Joni Eareckson Tada: My best word of encouragement would be that [in regards to] the person to whom you are married: God thinks that person should be the most important person in your life. You know the most important people in my life are not the crowds at a Billy Graham crusade where I might speak or the people who read my books. It's not even the people with whom I work at this ministry. Of all the many, many people that I know and the things that I do, the most important person in my life is my husband and I think if couples could see that, if women could see that their husbands have been placed in their life by God, not only that you may be a helpmate to him, but that you might be changed. I think one of the great things that a spouse can do for her mate or his mate is to nurture, build and edify that marriage partner up. Like for instance Ken is a very gracious man and I see him deal graciously and kindly with other people, I'll commend him for that – not with sweet talk or empty flattery, but I'll say, "Ken, I really admire the way you spoke to our neighbor. You handled that problem with great grace and that wasn't easy. I really respect you for that. I admire you for that." I mean that's huge to a man. If women could only learn to affirm the little tiny Christ-like characteristics they see in their husbands, nurture those characteristics with words of encouragement and build him up, edify him, not only would their spouse change, they will change, and I think that's important for marriages; that we respect each other and that we see that the person who we married is the most important person in God's eyes.
CP: You wrote "God has used every trial, every hurt and heartache to entwine us far more intimately than we ever dreamed on the day we married." Share how your marriage is now a more full and complete one?
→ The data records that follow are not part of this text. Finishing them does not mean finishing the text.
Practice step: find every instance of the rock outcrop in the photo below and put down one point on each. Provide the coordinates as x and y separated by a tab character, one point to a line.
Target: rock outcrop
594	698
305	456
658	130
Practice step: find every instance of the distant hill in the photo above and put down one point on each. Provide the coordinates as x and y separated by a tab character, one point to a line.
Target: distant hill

Ken Tada: I think I mentioned in this cancer journey (and I would not recommend cancer to other couples), but for us cancer was a good thing and it brought a sweetness to us. Everything slowed down. We took a look at our lives and saw what was important this side of eternity and one of the things that Joni and I have come to a conclusion that none of us are making it out of here alive. We're going to use this time that God has given us to try to further do whatever he wants us to do. So that was a really a big part of what we learned.
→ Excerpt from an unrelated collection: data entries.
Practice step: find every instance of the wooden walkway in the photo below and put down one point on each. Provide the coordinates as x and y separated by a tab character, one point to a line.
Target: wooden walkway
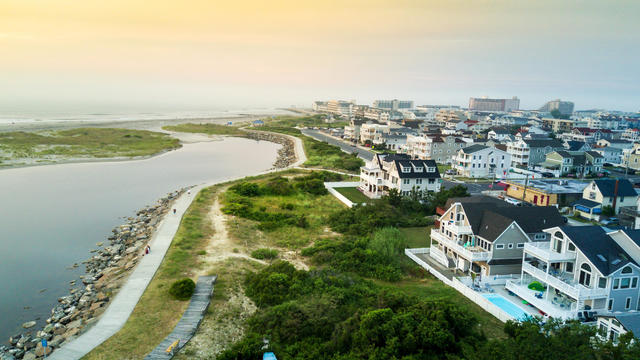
188	324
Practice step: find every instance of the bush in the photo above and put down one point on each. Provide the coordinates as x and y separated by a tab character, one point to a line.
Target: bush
264	253
182	289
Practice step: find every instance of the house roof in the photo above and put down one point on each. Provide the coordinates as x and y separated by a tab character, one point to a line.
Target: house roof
554	143
601	250
607	187
587	203
489	217
473	148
One of the things we learned when Joni was going through chemo and we were riding in the van (Joni has also said this on the platform), she said, "What is suffering? Those little glimpses of hell are those sufferings." Then, as we came home and got to the drive way we were continuing talking about this. "What are those glimpses of heaven?" and "It's seeing Jesus in your glimpses of hell." It was an epiphany in terms of just going, whoa, yes, that's exactly right. So we have seen in this journey, and it has not been an easyone, that there's been so much of a sweetness that has occurred between Joni and I.
And lastly, I found out that my wife is a true warrior. She is somebody that I would want in my fox hole if we're going to go into a spiritual battle.
Joni Eareckson Tada: Wow, you know what? For a wife to hear that is just encouraging. That's really so much better than him saying, "Oh, you're beautiful or you're so lovely, or I love your voice. No, love to hear that my husband thinks that I'd be his best warrior, that I would have his back, that's really cool.